Different to the case backbone fluorination of the P3AT polymers, the measured IP of PFBTTT does not suggest any significant shift of the HOMO upon fluorination in the polymers. There are however some indirect indications from the OFET results that point towards some influence of the fluorine atom. The manifestation of contact resistance in PFBTTT implies that charge injection is hampered, as one might expect if the IP of the semiconductor is increased. In addition, PFBTTT shows greater ambient stability, and is more resistant to the formation of traps due to oxidation. While fluorination does significantly stabilise the frontier molecular orbitals of the oligomers, the effect decreases with increasing conjugation length, corroborating the behaviour observed in the polymer system.
The four-fold increase in hole-carrier mobility when fluorinating the BT unit is consistent with the conclusions drawn from the F-P3AT polymer system, namely that the fluorine atom increases backbone planarity and rigidity, thereby reducing the disorder in the energetic landscape and facilitating charge transport. This conclusion was also supported by DFT calculations on the PBTTT system, which demonstrated the fluorinated BT unit adopts a narrow distribution of conformations about the trans coplanar conformer. Single crystal X-ray diffraction of the isolated fluorinated BT unit supports this computational data, and an S-F short-contact even suggests a possible non-covalent intramolecular interaction. In addition to the minimium energy conformation of the BT unit being fully coplanar, the tapered-nature of the potential energy suggests that the BT unit is significantly rigidified upon fluorination.
This effect manifests itself in the Raman stretches of the C=C and C-C bonds of the polymers, particularly in temperature dependent measurements, which suggest that the conjugation is
In addition to increased order on the molecular scale, the morphology is also affected by fluorination. The high degree of orientational order with respect to the substrate, as observed by GIWAXS, along with the spontaneous formation of nanofibres upon spin-coating indicates a high propensity for self-assembly and good registry between polymer chains.
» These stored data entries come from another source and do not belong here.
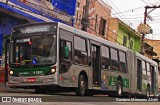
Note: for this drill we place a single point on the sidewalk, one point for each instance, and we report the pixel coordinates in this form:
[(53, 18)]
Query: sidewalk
[(3, 88)]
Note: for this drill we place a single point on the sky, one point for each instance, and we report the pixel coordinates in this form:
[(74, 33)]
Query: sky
[(132, 13)]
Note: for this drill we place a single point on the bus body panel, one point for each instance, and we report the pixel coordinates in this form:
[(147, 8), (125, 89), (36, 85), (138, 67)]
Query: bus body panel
[(107, 78)]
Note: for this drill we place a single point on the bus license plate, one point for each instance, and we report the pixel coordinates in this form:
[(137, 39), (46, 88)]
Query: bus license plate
[(31, 79)]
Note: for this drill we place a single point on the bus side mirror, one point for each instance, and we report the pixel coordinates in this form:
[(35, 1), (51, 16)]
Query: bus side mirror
[(66, 52)]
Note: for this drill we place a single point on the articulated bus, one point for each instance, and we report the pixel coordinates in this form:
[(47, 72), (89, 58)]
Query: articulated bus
[(51, 56)]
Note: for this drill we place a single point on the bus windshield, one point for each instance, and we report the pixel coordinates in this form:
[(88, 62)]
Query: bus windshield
[(33, 50)]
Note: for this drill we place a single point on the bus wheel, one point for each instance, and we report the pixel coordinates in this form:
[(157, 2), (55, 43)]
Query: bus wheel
[(119, 89), (40, 91), (82, 84), (148, 92)]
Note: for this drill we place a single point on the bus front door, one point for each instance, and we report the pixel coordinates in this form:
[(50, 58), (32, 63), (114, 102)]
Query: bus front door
[(139, 75), (96, 65)]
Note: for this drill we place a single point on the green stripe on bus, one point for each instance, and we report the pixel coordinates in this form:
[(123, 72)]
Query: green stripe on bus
[(31, 71)]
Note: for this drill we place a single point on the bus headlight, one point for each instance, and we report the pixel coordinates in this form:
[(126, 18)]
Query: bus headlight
[(10, 72), (53, 70)]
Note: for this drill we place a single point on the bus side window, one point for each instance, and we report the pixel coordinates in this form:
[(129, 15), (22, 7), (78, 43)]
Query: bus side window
[(115, 62), (122, 58), (65, 49), (144, 67), (105, 62), (80, 50), (148, 69)]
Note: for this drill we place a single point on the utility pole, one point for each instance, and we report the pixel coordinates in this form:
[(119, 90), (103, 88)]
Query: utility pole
[(146, 26), (85, 19)]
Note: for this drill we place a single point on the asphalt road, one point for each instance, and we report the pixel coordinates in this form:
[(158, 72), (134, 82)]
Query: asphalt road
[(28, 97)]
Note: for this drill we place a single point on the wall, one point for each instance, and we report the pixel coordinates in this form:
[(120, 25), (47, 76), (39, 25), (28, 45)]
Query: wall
[(117, 30), (96, 8)]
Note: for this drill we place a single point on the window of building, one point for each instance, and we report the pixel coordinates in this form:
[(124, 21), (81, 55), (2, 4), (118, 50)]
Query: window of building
[(114, 59), (80, 51), (122, 59), (105, 61), (124, 41), (102, 27), (131, 44)]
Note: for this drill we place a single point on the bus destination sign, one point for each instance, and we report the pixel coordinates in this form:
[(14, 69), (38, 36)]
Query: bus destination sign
[(33, 29)]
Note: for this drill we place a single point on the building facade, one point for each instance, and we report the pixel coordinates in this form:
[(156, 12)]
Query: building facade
[(98, 14), (122, 34), (155, 45)]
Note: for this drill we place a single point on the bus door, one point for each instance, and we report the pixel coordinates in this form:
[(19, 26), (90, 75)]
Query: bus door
[(139, 75), (95, 51), (6, 54), (153, 78)]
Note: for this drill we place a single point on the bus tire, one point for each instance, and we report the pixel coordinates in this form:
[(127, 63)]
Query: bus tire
[(82, 84), (119, 89), (148, 92), (40, 91)]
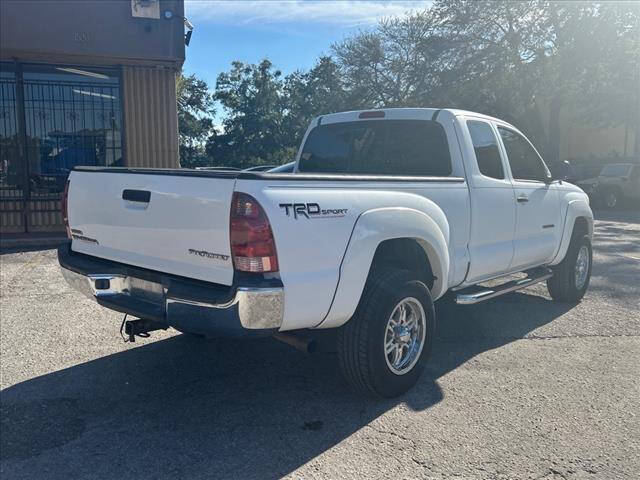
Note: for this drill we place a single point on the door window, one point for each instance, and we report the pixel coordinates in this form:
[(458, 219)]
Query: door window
[(486, 147), (524, 161)]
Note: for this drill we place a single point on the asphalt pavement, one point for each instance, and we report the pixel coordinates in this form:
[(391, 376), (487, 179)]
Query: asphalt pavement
[(517, 387)]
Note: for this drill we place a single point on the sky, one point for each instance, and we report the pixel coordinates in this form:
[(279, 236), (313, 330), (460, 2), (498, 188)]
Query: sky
[(292, 34)]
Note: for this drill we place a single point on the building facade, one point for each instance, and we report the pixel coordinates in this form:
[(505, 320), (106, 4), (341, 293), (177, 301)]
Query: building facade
[(83, 83)]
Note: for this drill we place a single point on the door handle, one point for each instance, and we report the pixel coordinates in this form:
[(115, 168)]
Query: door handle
[(142, 196)]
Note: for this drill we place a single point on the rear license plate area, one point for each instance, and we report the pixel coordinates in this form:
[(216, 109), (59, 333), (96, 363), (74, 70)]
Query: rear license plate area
[(145, 290)]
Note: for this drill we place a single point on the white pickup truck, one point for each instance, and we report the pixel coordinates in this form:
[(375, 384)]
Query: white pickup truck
[(385, 212)]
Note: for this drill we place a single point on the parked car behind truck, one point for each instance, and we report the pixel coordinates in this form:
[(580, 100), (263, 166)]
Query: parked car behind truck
[(617, 183), (384, 213)]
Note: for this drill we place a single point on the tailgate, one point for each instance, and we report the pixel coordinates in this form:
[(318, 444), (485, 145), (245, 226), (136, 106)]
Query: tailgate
[(169, 223)]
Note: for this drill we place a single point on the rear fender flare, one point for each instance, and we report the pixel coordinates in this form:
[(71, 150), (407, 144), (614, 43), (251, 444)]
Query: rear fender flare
[(374, 227), (575, 209)]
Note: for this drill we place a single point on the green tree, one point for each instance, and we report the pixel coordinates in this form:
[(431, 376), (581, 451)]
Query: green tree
[(318, 91), (195, 124), (253, 128)]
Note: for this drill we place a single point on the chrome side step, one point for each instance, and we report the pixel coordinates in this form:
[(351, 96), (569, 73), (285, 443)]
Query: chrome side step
[(534, 276)]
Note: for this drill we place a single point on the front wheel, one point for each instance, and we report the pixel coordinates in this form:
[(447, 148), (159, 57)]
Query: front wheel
[(384, 347), (571, 276)]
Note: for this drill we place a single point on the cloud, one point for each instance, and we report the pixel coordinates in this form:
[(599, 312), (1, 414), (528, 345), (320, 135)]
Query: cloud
[(345, 12)]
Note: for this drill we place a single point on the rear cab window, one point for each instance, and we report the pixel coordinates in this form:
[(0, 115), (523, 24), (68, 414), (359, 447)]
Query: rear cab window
[(378, 147), (486, 149)]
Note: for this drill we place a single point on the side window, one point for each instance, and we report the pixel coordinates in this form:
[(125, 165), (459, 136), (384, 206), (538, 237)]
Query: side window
[(486, 148), (523, 159)]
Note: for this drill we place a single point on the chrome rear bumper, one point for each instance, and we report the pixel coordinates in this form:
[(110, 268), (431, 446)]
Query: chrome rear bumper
[(245, 308)]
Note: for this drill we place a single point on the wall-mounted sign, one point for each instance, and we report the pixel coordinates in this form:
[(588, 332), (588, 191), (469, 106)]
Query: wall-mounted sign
[(145, 8)]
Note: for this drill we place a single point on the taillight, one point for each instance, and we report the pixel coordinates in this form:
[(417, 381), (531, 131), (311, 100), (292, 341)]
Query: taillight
[(252, 245), (65, 208)]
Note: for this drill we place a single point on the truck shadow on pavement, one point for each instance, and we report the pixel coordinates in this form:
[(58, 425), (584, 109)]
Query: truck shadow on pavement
[(184, 407)]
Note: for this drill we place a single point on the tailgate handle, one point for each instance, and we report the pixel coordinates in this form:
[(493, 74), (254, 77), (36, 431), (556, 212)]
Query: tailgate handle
[(142, 196)]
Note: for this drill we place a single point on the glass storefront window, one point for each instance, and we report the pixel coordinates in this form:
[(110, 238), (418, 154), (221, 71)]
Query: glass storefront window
[(72, 118), (52, 118)]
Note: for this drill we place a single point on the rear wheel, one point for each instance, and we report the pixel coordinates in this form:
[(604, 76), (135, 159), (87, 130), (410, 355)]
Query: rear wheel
[(571, 276), (385, 345)]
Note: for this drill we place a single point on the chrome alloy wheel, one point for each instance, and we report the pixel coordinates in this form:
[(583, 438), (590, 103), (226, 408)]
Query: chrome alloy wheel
[(582, 267), (405, 335)]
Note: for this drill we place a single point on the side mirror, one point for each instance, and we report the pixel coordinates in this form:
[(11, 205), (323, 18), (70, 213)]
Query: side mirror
[(561, 170)]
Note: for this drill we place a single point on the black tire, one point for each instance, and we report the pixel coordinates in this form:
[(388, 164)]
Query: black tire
[(361, 341), (563, 286)]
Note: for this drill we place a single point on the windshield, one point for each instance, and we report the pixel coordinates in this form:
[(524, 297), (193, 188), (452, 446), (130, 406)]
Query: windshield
[(615, 171), (378, 147)]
While it is difficult to infer any clear conclusions from the solid-state and crystallisation behaviour of the oligomers, fluorination clearly has an influence. Similar to the polymer system, the fluorine atom increases the inter and/or intramolecular interactions, though this does not necessarily manifest itself in increased crystallinity.
Overall, these results serve to further support the structure-property relationship suggested from the fluorination of P3ATs. Backbone planarisation upon the introduction of fluorine atoms along the π-system is confirmed to occur in another polythiophene derivative, and indirect evidence of an S-F intramolecular interaction is also presented. It is worth noting that in both cases, the fluorine atom points towards a sulfur atom, across a thiophene-thiophene link, therefore this relationship cannot at this point be applied to other aromatic systems or geometries.